Starting on April 15, California slashed the income homeowners receive for installing rooftop solar when they sell excess electricity to the grid. 

The controversial new set-up was established at the end of December. The unanimous vote by the California Public Utilities Commission (CPUC) may have national ramifications, since other states often follow California’s lead.

California is the US’ biggest solar market and one of the largest markets in the world. More than 1.6mn homes and businesses installed 12 GW of solar on their rooftops under the old scheme.

Starting in mid-April, the daytime compensation for excess solar power – always generated during daylight hours, of course – will be cut by about 75% for new solar customers.

The CPUC had argued that the generous ‘feed in tariffs’ (FiTs) offered under the previous set-up – established 20 years ago – had served their purpose. They helped kick-start the solar industry. The old rules overly favoured those who could afford to install solar panels, tending not to favour those who rent, and did not include enough of a contribution for upkeep and expansion of the grid upon which they rely, said the CPUC.
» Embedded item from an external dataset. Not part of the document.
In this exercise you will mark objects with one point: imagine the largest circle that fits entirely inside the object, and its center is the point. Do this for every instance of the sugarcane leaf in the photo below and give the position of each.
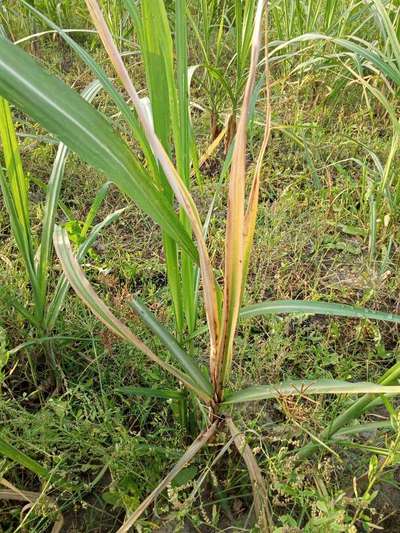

"It's not designed to last forever," says Matt Baker, director of the commission’s Public Advocates Office. "This incentive is no longer fit for purpose, so we need a new incentive to fit the next problem."

The new policy only applies to new solar rooftop customers.

The new move is highly controversial. The new programme could slash California’s solar market by 50% by 2024, according to a report by consultancy Wood Mackenzie that was released in 2022.